Sensitive values are supplied through environment variables, never through tool arguments:
  • WALLETSUITE_API_KEY
  • OWS_PASSPHRASE
  • OWS_AGENT_TOKEN
  • OWS_ETHEREUM_RPC_URL / OWS_TRON_RPC_URL
Secrets stay out of prompt history, tool argument logs, and MCP traffic.

6. HTTPS Enforcement

All external URLs are validated as HTTPS before use. HTTP is allowed only for localhost in development. This applies to the backend API, chain RPCs, and MoonPay widget URLs.

7. Audit Trail

Every sign_transaction and send_transaction operation appends a receipt to a hash-chained, append-only JSONL log. Each receipt is SHA-256 linked to the previous one, so tampering with any entry invalidates every entry after it. Receipts record the operation, chain, policy decision, and outcome — wallet name is preserved for forensics; sensitive fields are schema-redacted before write. See Audit Trail.
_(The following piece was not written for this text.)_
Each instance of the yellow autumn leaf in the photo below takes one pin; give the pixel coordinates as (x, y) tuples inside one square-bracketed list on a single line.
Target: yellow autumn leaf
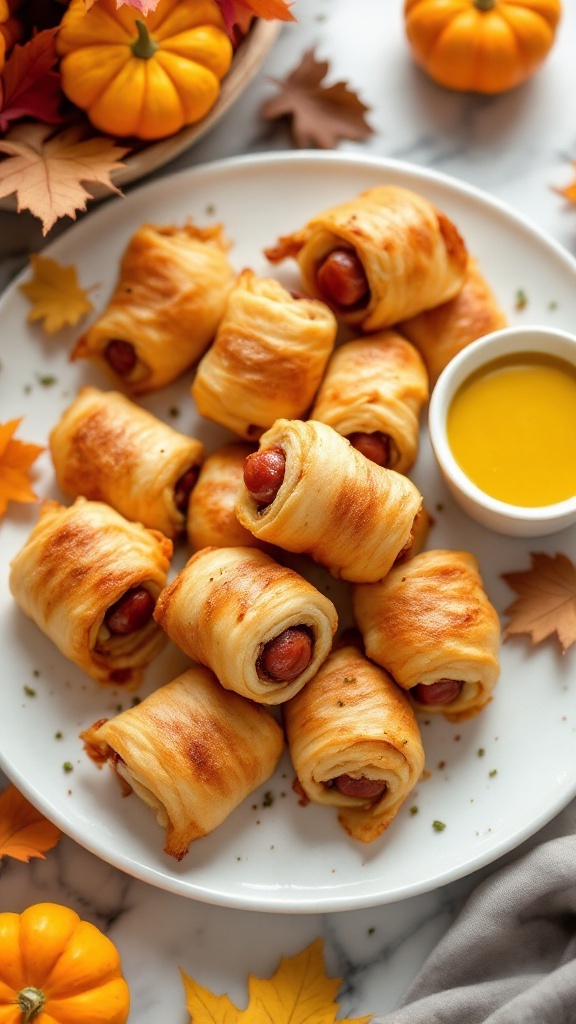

Non-Custodial Architecture

User request → MCP Server prepares unsigned tx (no key access)
             → OWS decrypts key from local vault
             → OWS signs the transaction
             → OWS broadcasts via configured RPC
             → Key wiped from memory
At no point does the MCP server or the WalletSuite API access private key material. The key exists in decrypted form only inside OWS during the signing operation, then it is wiped from memory. See Key Management for vault details.

Attack Model

If the MCP server is compromised:
  • An attacker does not get private keys (keys are in the OWS vault, not the server)
  • An attacker cannot sign transactions unless OWS is enabled and the signing band is active
  • An attacker cannot broadcast unless the broadcast band is enabled, the RPC URL is configured, and confirmBroadcast=true is passed
The worst case for a compromised server with MCP_BANDS=read is information disclosure (balances, prices, transaction history). No value can be moved.

What WalletSuite Does Not Do

  • Store private keys or mnemonics
  • Custody funds
  • Sign transactions on your behalf
  • Move funds without an explicitly enabled signing path and user/policy approval
  • Expose internal orchestration logic

Remaining Risks

Non-custodial does not mean zero risk. Important risks that remain with the operator:
  • Enabling broader bands than needed
  • Running on a compromised host
  • Leaking environment secrets (API keys, passphrases, agent tokens)
Mitigation: Keep bands narrow, scope agent tokens with policies, and protect your environment variables.

Practical Guidance

Start with these defaults and expand deliberately:
SettingDefaultWhen to Change
MCP_BANDSreadAdd prepare when you need tx construction
OWS_ENABLEDfalseEnable when you need local signing
BroadcastDisabledEnable only after proving the signing flow
PolicyNoneCreate before issuing agent tokens
See Production Checklist for the full pre-go-live validation.